Interestingly GDF-15, play significant roles through their release from different cellular sources and their implications in aging and health. GDF-15 is released by endothelial cells and is associated with conditions such as aging and anemia57,58. It is part of the senescence-associated secretory phenotype (SASP) released by senescent cells59,60,61,62, contributing to senescence induction and associated with longevity63. While IL-13 levels decrease with donor age, another study suggests that IL-13 promotes cellular senescence64and reports elevated IL-13 levels in the serum of older donors compared to younger ones65.

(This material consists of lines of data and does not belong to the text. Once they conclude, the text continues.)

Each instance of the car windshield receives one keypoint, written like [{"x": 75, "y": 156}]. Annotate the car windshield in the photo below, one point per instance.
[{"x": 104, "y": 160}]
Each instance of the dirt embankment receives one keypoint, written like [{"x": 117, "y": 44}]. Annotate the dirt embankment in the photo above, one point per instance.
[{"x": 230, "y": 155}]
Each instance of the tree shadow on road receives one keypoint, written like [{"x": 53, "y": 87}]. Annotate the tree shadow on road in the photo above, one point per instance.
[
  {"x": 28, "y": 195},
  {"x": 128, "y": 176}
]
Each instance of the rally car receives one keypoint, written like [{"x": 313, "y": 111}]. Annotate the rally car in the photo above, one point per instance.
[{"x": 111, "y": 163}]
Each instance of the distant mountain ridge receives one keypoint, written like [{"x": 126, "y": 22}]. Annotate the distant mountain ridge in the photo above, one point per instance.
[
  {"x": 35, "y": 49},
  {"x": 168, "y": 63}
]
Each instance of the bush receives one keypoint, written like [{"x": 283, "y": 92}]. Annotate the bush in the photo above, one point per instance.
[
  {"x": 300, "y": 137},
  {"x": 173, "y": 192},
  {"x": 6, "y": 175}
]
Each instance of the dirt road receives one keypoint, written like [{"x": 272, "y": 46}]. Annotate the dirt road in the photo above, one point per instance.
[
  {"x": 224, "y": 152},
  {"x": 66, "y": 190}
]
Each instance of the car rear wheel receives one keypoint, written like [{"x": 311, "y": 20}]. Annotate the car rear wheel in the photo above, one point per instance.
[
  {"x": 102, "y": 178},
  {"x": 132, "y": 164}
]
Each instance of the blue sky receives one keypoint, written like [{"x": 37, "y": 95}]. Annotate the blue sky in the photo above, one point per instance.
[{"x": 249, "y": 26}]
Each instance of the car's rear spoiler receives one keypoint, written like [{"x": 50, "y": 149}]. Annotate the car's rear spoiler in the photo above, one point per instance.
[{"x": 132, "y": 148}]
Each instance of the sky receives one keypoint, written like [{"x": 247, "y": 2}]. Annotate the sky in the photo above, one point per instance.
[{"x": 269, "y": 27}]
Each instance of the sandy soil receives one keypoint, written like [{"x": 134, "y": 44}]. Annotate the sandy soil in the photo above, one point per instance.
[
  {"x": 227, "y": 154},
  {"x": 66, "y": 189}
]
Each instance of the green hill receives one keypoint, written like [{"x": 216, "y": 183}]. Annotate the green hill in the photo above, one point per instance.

NGAL can be released by platelets and is predominantly produced by monocytes and neutrophils66,67. It has been implicated in various physiological processes, including brain aging, where its levels in urine were found to be higher in elderly men compared to elderly women (> 65 years old)68. This significant increase of NGAL level in AR compare to no AR could be explained. Moreocer, CX3 CL1 binds to von Willebrand receptor glycoprotein Ib69and integrins αvβ3 and αIIbβ369. Fractalkine mediates leukocyte adhesion to endothelium70with or without platelets, also involved in platelet activation and adhesion71, is potentially inducing vascular dysfunction and releasing superoxide anions.

These findings provide important insights into how the aging process affects the bioactive molecule composition of SDA-PC and suggest that the age of blood donors could influence the quality, yield and safety of transfusion products. This information is crucial for optimizing transfusion practices, particularly in the context of an aging population. Interestingly, the age and sex of donors may affect the survival of transfusion recipients, according to a Canadian study, while a Scandinavian study presents contrasting findings24,25,26. In these studies, red blood cell transfusions were examined. Our manuscript focuses on the impact of donor age and the contents of platelet concentrates on platelet concentrate transfusions, independent of the recipients’ age. Furthermore, in animal model, transfusion of younger blood rejuvenate aged mice recipient, for muscular regeneration18,19, vascular and neurogenic function20, cognitive function21 and so one.

Presence and potential interactions of these bioactive molecules with platelets and other immune cells highlight their significance in transfusion medicine. Understanding their roles in the context of aging and their impact on immune responses following transfusion is essential for optimizing transfusion practices and improving patient outcomes.